To generate snub tilings $sr\{p,q\}$, like $sr\{7,3\}$ above, I need to compute the circumradius of the central polygon (in red above) as seen in the PDM. I do not want to derive this constant numerically, but rather as the root of a polynomial, which is possible because I am not using hyperbolic distances. I have found that, for general $p,q$ with $\frac1p+\frac1q<\frac12$, the circumradius of the central $p$-gon is $\frac{\sqrt x-\sqrt{x-4}}2$ where $x$ is the largest real root of the quartic polynomial $$(a-b)^2x^4\\ +8(a-b)(2a^2-2ab-a+2b)x^3\\ +8(12a^4-18a^3b-11a^3+12a^2b^2+29a^2b+2a^2-24ab^2-12ab+12b^2)x^2\\ +32(8a^5-2a^4b-10a^4+8a^3b^2+8a^3b+3a^3-24a^2b^2-10a^2b+24ab^2+4ab-8b^2)x\\ +16(4a^3+4a^2b-3a^2-8ab+4b)^2$$ and $a=\sin^2\frac\pi p$ and $b=\cos^2\frac\pi q$. A Python implementation can be found here.

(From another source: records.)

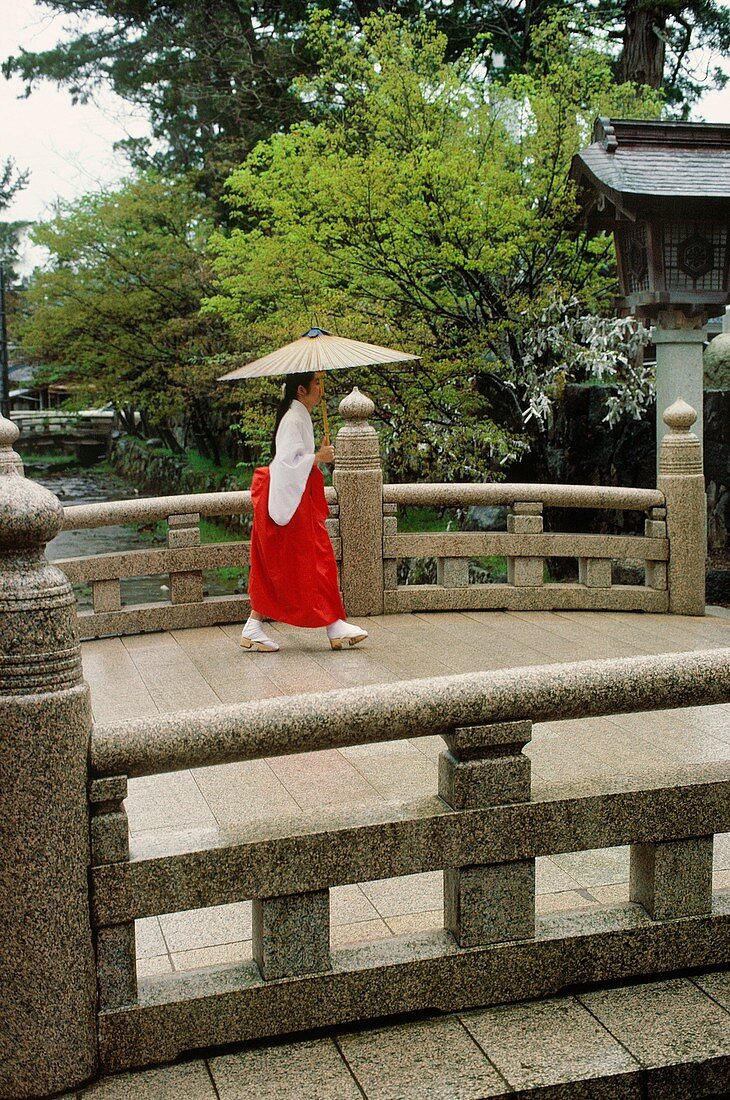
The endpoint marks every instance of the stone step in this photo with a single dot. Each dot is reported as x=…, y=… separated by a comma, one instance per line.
x=662, y=1040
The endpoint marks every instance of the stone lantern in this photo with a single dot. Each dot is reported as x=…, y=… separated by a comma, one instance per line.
x=663, y=189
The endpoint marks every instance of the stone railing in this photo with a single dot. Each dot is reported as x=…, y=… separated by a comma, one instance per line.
x=526, y=547
x=484, y=831
x=363, y=526
x=70, y=886
x=181, y=562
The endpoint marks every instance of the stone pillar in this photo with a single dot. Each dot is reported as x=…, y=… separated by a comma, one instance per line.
x=358, y=481
x=291, y=934
x=47, y=999
x=682, y=481
x=673, y=878
x=485, y=766
x=678, y=366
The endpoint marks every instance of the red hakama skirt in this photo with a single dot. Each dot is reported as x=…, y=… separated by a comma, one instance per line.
x=294, y=574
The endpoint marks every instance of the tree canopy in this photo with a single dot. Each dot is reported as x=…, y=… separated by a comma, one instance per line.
x=217, y=77
x=428, y=207
x=115, y=311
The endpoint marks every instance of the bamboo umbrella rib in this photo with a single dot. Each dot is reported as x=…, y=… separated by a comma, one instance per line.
x=320, y=353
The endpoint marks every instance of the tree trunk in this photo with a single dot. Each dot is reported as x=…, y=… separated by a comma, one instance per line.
x=642, y=61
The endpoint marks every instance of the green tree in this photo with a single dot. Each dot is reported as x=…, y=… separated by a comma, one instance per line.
x=12, y=180
x=217, y=77
x=428, y=208
x=115, y=310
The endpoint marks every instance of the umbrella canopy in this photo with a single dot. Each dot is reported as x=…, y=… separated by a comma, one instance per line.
x=318, y=350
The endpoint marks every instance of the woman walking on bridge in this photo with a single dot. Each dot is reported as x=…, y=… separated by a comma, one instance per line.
x=294, y=574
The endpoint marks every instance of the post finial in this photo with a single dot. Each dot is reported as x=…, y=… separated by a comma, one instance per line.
x=679, y=416
x=679, y=451
x=356, y=406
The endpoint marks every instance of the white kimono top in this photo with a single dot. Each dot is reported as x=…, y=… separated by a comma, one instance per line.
x=291, y=464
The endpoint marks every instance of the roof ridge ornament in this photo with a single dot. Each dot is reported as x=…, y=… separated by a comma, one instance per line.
x=606, y=133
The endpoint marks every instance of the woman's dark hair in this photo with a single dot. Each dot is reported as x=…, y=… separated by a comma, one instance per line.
x=290, y=389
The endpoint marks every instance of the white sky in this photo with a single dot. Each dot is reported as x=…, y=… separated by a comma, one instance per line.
x=69, y=149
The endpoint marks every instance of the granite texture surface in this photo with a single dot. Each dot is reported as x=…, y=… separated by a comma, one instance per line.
x=48, y=991
x=109, y=513
x=672, y=1029
x=489, y=904
x=255, y=864
x=682, y=481
x=577, y=597
x=117, y=966
x=307, y=1070
x=467, y=784
x=475, y=545
x=673, y=878
x=141, y=618
x=291, y=934
x=357, y=481
x=551, y=1043
x=410, y=708
x=428, y=1059
x=556, y=496
x=405, y=975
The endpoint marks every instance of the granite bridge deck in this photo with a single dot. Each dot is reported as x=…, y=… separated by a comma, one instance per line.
x=198, y=668
x=666, y=1037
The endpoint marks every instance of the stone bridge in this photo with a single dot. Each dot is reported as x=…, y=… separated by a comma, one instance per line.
x=84, y=433
x=500, y=831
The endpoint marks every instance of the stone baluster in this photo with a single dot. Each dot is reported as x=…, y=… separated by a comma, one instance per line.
x=185, y=587
x=291, y=934
x=358, y=482
x=682, y=482
x=485, y=766
x=655, y=528
x=107, y=595
x=524, y=518
x=332, y=525
x=110, y=844
x=46, y=958
x=672, y=878
x=389, y=530
x=453, y=572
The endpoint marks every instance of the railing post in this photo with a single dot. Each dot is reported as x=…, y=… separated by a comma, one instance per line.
x=485, y=766
x=673, y=878
x=358, y=482
x=524, y=518
x=682, y=482
x=185, y=587
x=291, y=934
x=110, y=844
x=46, y=956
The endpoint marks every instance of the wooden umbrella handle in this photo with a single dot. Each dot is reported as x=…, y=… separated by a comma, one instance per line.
x=325, y=422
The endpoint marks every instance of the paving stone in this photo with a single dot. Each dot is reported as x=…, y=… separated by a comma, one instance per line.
x=429, y=1059
x=349, y=904
x=361, y=932
x=551, y=1043
x=410, y=893
x=596, y=868
x=207, y=927
x=150, y=939
x=153, y=965
x=242, y=792
x=673, y=1029
x=308, y=1070
x=408, y=923
x=163, y=802
x=190, y=1080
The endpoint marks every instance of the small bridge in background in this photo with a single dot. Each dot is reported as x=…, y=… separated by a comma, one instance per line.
x=85, y=433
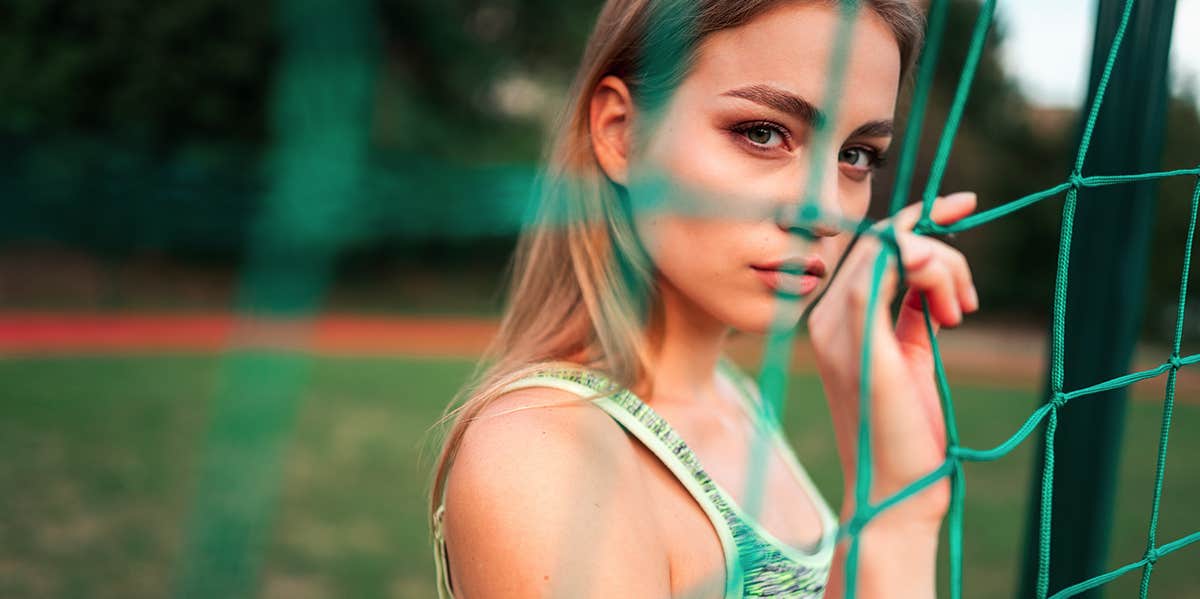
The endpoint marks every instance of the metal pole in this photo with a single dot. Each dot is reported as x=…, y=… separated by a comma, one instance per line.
x=1105, y=291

My question lies in simplifying the coefficients of this polynomial, themselves polynomials in $a$ and $b$, so to minimise the operation count (and hence time and potential rounding error too) à la this question. The $x^4$, $x^3$ and constant coefficients look simplified enough; I'm most concerned about the $x^2$ and $x$ coefficients. I've been perturbing up to three monomials at once in hopes of getting a neat factorisation of the perturbed polynomial, and this is the best I've got so far: $$8(12a^4+a^3-ab-(3ab+2a-3b)(6a^2-4ab-a+4b))x^2$$ $$32(a^3(4a-3)(2a-1)-2b(a-1)^2(a^2-4ab-2a+4b))x$$
But can I do better than this? Can I reduce the complexity further? Is it possible to leverage intermediate results for the other coefficients in reducing the complexity?